I'm validating Ben's finding on our grid* right now... may take over night depending upon where I end up in the request queue (nightly run already kicked off). It doesn't surprise me, though. I can easily imagine no one having gone back to optimize the loop code when the feedback nodes were introduced. That's a low level enough operation that it would be hard for it to show up in a hot-spot analysis, even if it is being pounded on, just because the window is small and you'd have to know that all the bits of assembly code are all generated by the same source. Those are notoriously hard to identify with anything other than a person going, "You know, I wonder if we thought of this..." So, thanks, Ben, for being the wonderer. 🙂
* the grid is a bank of 40 different machines that we load the same code on that allows us to take the results in aggregate to rule out spurious timings caused by hiccups in an OS or system configuration options; also allows us to retest LV every night to make sure no changes injected performance slowdowns unexpectedly in key benchmarks.
So, the first batch of data is in. Definitely NOT seeing any sort of 10x time difference in LabVIEW 2015. Yes, the Feedback Node comes in fastest, but that's 1 nanosecond faster on average out of 100+ nanosecond operation. I've attached my benchmark VIs. (VIs are saved back to LV 2012.)
a) what version of LV are you testing?
b) is there something particular you're doing with the shifted/fedback data that might be relevant?
|Test name ▾||Metric Type||Build: 15.0b62 (13226)||Iterations per run||Total test time|
|Feedback Node||Time||112.85ns +/-0.000s||1,048,576||1.31m|
|For Loop||Time||114.63ns +/-0.000s||1,048,576||1.34m|
|While Loop||Time||113.52ns +/-0.000s||1,048,576||1.32m|
Second (and final) batch of data is in... this is from our higher performance machines. Still very tiny advantage to Feedback Node (0.3 nanoseconds at worst), but at this point, not something I think we'd spend much time rooting through the compiler to ferret out. Still nothing like a 10x difference.
|Test name||Metric Type||Build: 15.0b62 (13227)||Iterations per run||Total test time|
|While Loop||Time||70.48ns +/-0.000s||1,048,576||43.89s|
|Feedback Node||Time||70.31ns +/-0.000s||1,048,576||44.27s|
|For Loop||Time||70.60ns +/-0.000s||1,048,576||43.88s|
FYI, just to avoid questions:
The last column is "total test time". I probably should not have included that here. You'll notice that in the second run, the Feedback Node test had a longer total running time than the other two, despite being shorter for the iterations. That's the jitter I was talking about earlier when I described our grid -- something hiccuped on one or more machines giving us a total test time for that one that was longer. The total time is the sum of how long every run took. The instance time (column 3) is the average of each... we have +/-0.00 because we had enough iterations to remove the error bars on that averaging computation (the computation was correct for more than the two significant digits reported).

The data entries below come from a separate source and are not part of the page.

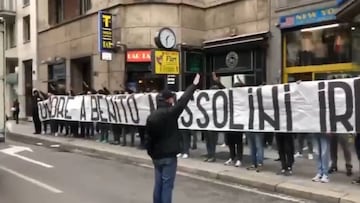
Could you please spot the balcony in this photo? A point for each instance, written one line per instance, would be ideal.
(8, 10)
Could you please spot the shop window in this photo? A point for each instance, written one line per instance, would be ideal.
(26, 28)
(329, 44)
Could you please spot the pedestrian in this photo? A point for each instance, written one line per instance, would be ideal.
(301, 137)
(235, 144)
(357, 148)
(256, 143)
(185, 144)
(285, 143)
(163, 140)
(35, 111)
(16, 110)
(322, 140)
(343, 140)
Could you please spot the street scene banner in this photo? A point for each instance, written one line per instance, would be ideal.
(317, 106)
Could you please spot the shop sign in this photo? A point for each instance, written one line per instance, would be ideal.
(167, 62)
(309, 17)
(105, 32)
(138, 56)
(194, 62)
(340, 2)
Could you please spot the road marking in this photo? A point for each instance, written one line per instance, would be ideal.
(13, 150)
(235, 186)
(31, 180)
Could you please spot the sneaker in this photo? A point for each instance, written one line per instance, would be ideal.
(356, 181)
(298, 155)
(228, 162)
(332, 169)
(325, 179)
(317, 178)
(238, 163)
(259, 168)
(281, 172)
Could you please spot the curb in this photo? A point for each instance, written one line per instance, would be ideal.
(274, 185)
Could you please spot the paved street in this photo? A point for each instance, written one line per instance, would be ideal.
(77, 178)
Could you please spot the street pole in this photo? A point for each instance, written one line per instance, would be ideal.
(3, 80)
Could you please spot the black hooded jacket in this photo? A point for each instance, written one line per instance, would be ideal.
(162, 127)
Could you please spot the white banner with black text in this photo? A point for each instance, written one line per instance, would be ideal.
(317, 106)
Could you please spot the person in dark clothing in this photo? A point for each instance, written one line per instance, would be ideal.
(35, 111)
(285, 143)
(16, 110)
(163, 141)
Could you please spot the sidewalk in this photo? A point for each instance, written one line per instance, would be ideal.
(300, 185)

If I ran these tests repeatedly, I would expect that which of the three had the longest total test time would be random. If after many repetitions on the grid, one of them was consistently the worst, that would indicate that something in the feature itself is introducing the jitter -- i.e., it has the best average run time, but the worst worst-case time. In such a case, any given run has a small but non-zero chance of showing the jittery one as the worst average time just because it happened to jitter a lot. This is why we monitor performance night after night, even when there are no edits made to the code base.
It is subtleties like this that are the reason I don't trust benchmarks not done on our grid or one of the very few customers that I believe can take these things into account. This stuff is hard unless you have lots of training and/or the right tools. 🙂
Thanks for comming around and cleaning up that leaving no misconception about the relative performance of the SR/FBN
I asked the numbers get re-run to check LV 2014. Same results as 2015. I figured we should rule out that this wasn't something new.
When the FN came out it was faster. Then the claim is that the compiler team went in and specifically optimized the SR case for the LV2 global construct and the speed was a tossup from there out. Combined with the subsequent compiler optimizations like loop unrolling, it seems like it would take a pretty big blunder to have a speed mismatch between the two constructs.
Speaking of things that are likely to get me to distrust benchmarking results, was debugging really enabled during all of the tests?
The VIs have debugging enabled. It is optionally switched off by the grid.